I once watched a bird making a nest, and understood how the circle (and by extension, the half circle, the spiral, the curlicue, and all the variations visible in wrought iron and other decoration) comes not from whimsy but from tender toil and a lust for survival. The bird stands in the chaotic mess of leaf and fibre, and it turns, standing in the same spot, its body a compass and its beak the point of that compass. The circle arrives though the bird does not think about making a circle. The circle is an unconscious result of standing in one place and turning around, just trying to make a sympathetic space to bring up your young.
There is something tender about the delicateness with which Montreal staircases cling to the sides of the triplexes of St. Denis and Papineau and all the other streets of the city: if you look at them from even a short distance, the stairs and balconies appear very fragile and slender, which adds to the feeling that the whole story of the street is about ascension. The whole street points toward the sky; the city wants you to rise up off the pavement and float in the air. And there’s another thing: a likeness, in the calligraphy of wrought iron, to the alphabet itself, as if the balconies and staircases were trying to write a letter to the person who is cycling or walking on the street below.

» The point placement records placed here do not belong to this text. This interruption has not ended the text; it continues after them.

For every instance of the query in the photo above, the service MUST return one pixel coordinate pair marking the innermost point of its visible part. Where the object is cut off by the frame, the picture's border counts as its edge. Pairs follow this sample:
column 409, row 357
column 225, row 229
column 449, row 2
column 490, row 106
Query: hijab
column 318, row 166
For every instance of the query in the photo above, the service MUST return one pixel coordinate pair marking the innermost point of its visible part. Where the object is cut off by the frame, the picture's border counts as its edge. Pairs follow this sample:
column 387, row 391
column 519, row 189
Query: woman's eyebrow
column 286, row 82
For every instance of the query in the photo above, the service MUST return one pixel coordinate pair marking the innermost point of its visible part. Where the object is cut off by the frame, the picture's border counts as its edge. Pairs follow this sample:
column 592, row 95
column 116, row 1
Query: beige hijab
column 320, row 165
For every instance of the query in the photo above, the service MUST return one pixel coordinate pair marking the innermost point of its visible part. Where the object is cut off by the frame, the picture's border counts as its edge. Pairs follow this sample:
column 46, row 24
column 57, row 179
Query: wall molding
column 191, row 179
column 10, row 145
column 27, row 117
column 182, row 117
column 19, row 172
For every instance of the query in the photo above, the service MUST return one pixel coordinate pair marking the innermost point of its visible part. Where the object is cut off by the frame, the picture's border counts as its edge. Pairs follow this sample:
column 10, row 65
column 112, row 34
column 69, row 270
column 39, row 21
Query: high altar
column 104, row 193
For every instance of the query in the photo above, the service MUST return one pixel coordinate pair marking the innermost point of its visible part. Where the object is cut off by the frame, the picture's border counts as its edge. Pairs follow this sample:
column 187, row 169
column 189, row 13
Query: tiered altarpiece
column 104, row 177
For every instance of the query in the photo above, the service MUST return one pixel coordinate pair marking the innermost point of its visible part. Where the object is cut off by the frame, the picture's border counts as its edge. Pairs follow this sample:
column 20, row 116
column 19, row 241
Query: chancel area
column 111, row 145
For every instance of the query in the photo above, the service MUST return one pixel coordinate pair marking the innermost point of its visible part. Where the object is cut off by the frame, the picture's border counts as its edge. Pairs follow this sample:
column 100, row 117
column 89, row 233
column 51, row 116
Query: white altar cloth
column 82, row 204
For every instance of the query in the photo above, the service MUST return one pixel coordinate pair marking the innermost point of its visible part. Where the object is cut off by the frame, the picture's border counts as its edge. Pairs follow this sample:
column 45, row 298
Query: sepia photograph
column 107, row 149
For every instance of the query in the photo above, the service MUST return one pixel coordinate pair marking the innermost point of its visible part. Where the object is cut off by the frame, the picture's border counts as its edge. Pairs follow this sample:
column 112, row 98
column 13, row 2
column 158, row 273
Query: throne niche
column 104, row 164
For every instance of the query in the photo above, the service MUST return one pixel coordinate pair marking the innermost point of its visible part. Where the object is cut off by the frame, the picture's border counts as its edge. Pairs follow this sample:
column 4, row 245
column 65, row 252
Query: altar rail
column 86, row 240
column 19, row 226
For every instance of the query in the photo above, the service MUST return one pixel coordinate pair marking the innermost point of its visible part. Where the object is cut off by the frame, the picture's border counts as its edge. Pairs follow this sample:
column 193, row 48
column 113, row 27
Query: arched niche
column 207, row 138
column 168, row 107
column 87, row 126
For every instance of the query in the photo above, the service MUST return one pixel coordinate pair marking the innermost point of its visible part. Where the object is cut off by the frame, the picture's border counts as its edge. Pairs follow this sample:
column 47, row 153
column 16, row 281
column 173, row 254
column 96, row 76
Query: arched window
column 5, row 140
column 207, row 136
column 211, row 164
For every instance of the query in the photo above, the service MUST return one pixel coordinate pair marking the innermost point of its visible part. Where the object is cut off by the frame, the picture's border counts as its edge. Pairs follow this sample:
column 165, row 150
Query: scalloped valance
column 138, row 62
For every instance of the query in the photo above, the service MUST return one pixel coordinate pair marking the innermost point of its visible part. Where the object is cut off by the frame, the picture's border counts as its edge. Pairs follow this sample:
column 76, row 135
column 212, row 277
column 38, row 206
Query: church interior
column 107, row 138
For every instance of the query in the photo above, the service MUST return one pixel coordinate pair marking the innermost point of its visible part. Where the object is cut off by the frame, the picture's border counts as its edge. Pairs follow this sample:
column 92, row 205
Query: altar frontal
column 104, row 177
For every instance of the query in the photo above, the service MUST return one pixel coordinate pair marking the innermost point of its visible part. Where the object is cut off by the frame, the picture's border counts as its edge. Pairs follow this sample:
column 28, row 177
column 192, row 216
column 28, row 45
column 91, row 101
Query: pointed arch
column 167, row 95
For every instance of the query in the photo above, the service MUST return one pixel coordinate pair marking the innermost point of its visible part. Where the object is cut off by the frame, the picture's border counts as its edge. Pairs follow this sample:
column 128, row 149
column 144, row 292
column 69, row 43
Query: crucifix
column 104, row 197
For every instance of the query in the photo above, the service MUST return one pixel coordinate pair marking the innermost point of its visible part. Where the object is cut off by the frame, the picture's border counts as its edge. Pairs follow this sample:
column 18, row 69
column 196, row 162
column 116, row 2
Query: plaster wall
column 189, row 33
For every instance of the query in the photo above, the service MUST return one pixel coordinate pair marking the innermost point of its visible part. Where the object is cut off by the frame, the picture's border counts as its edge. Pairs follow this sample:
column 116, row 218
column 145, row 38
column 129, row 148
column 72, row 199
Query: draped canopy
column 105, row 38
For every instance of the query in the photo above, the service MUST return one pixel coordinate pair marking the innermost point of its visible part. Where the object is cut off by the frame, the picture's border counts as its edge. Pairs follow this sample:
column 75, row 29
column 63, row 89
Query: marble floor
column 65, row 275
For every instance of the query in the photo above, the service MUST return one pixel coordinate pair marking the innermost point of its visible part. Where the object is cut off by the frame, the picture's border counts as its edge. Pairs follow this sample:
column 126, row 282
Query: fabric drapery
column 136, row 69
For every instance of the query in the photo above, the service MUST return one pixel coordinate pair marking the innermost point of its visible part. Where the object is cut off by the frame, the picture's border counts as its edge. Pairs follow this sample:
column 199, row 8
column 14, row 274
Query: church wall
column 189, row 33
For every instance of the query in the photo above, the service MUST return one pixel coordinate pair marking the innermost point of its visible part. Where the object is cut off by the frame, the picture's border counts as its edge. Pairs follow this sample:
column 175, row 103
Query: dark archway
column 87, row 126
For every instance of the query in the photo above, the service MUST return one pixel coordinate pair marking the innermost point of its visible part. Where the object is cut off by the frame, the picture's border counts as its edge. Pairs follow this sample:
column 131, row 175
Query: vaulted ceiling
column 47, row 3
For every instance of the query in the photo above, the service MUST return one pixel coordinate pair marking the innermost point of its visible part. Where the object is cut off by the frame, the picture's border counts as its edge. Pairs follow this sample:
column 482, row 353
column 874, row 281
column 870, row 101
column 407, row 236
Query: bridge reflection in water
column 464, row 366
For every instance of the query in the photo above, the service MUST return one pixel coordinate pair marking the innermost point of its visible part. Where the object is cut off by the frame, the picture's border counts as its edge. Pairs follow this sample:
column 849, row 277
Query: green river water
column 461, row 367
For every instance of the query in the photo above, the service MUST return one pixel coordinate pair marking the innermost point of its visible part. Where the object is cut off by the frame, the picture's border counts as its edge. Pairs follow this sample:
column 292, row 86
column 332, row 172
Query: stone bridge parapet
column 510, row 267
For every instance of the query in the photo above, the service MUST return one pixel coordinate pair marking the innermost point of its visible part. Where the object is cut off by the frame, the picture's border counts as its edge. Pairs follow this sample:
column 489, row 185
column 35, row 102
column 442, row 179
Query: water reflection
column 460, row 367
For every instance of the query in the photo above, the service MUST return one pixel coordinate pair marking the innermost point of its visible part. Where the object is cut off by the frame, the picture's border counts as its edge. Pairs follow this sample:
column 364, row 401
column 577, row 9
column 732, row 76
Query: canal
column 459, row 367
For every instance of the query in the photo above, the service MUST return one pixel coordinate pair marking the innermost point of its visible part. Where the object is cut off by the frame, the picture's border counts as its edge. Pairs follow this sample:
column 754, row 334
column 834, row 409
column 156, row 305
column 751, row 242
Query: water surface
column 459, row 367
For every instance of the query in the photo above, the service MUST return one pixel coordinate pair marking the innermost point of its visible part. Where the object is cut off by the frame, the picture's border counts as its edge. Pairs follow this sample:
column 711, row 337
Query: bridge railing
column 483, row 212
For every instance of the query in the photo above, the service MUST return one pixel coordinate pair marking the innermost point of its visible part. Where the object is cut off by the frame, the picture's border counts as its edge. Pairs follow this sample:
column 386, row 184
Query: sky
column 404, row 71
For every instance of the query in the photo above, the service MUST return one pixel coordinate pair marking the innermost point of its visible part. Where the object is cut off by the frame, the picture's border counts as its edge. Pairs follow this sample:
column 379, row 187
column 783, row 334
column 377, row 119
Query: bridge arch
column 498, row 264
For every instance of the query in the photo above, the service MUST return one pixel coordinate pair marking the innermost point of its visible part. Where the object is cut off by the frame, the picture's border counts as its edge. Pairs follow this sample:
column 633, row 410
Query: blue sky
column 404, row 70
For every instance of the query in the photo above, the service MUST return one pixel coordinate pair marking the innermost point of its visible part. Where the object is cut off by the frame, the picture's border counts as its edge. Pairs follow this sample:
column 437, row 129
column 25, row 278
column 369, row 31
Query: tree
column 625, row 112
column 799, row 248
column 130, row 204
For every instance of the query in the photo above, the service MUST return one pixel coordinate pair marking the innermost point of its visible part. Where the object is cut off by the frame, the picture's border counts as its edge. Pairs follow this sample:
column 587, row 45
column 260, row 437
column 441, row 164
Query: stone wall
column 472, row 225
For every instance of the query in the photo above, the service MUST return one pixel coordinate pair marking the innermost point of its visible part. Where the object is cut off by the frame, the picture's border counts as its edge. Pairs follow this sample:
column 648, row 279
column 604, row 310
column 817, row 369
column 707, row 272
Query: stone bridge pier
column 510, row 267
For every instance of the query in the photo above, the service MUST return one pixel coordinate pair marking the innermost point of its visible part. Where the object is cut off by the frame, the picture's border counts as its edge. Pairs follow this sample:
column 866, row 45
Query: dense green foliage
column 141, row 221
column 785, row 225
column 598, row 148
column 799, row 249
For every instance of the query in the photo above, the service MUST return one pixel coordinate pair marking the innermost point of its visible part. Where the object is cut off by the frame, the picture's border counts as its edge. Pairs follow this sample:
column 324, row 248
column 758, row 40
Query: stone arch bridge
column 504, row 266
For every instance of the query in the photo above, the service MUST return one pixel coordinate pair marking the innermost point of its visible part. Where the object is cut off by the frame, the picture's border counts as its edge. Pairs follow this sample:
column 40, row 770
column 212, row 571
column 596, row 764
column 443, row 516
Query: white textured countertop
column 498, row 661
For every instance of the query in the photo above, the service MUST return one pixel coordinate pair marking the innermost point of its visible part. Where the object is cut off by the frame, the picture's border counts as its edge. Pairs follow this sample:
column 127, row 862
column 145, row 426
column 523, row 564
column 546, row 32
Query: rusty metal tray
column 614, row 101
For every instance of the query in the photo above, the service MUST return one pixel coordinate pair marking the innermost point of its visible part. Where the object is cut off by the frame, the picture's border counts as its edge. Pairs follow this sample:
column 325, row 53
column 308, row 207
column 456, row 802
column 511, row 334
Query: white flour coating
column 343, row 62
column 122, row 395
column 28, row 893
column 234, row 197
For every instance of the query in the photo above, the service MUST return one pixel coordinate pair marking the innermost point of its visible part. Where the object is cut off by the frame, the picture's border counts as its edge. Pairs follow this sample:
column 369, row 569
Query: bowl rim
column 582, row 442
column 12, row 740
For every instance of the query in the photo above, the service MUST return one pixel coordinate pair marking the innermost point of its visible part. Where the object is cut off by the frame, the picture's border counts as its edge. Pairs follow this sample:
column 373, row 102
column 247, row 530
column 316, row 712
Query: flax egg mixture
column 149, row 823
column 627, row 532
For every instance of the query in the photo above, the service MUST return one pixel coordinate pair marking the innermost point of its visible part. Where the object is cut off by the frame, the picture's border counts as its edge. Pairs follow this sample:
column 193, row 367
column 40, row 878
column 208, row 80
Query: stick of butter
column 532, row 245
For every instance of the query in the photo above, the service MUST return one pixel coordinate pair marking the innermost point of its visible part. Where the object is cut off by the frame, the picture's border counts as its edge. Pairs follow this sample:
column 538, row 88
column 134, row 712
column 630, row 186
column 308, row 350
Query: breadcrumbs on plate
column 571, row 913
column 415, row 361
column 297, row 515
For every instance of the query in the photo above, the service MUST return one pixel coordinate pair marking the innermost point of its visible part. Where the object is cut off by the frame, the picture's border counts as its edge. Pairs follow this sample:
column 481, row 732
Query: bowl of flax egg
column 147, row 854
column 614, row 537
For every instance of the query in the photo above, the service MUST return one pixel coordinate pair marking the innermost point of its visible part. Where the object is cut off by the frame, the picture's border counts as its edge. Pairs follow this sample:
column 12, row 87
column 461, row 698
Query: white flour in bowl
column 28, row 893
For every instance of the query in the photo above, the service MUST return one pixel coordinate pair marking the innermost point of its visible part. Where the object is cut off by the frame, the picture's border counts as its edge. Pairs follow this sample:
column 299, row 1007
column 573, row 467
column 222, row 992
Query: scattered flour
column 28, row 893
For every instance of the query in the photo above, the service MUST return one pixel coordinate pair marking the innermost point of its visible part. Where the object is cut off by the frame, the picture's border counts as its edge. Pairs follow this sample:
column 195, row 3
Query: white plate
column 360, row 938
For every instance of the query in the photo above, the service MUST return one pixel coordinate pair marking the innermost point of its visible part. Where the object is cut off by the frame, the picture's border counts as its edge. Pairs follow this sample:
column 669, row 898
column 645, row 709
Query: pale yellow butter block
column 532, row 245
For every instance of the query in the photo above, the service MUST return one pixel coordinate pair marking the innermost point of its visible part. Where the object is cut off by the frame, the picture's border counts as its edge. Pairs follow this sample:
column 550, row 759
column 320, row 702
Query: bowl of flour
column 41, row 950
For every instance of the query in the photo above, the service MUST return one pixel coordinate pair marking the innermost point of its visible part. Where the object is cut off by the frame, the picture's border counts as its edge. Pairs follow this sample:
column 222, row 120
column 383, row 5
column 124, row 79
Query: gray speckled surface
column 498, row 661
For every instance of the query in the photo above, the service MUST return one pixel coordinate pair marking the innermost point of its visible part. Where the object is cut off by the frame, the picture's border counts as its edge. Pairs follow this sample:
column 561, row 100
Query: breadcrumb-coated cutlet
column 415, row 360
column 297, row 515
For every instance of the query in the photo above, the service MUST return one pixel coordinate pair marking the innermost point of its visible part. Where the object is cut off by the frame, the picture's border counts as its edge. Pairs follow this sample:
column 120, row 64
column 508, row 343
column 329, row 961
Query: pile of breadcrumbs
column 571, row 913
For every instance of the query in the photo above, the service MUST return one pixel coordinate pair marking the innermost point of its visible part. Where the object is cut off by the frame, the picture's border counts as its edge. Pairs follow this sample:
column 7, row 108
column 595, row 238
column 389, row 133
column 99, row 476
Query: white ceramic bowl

Dear one, says the letter, can you count the stairs, the balconies, of Montreal? There is no counting them, because they are part illusion. Do you really think a city needs this many balconies, this number of stairs? If you look away from the staircase above the patisserie on Rue Belanger, it disappears. Do you know who put it there, and why?"
The letter is torn here. A person can’t read the last part, because on this kind of calligraphy you have to walk, to get the meaning. You have to walk on the lines and curl your fingers around the ribbons and tails of the lettering. You have to become part of the text; fragile, ascending. Like the bird who draws her circle, you help create the beauty.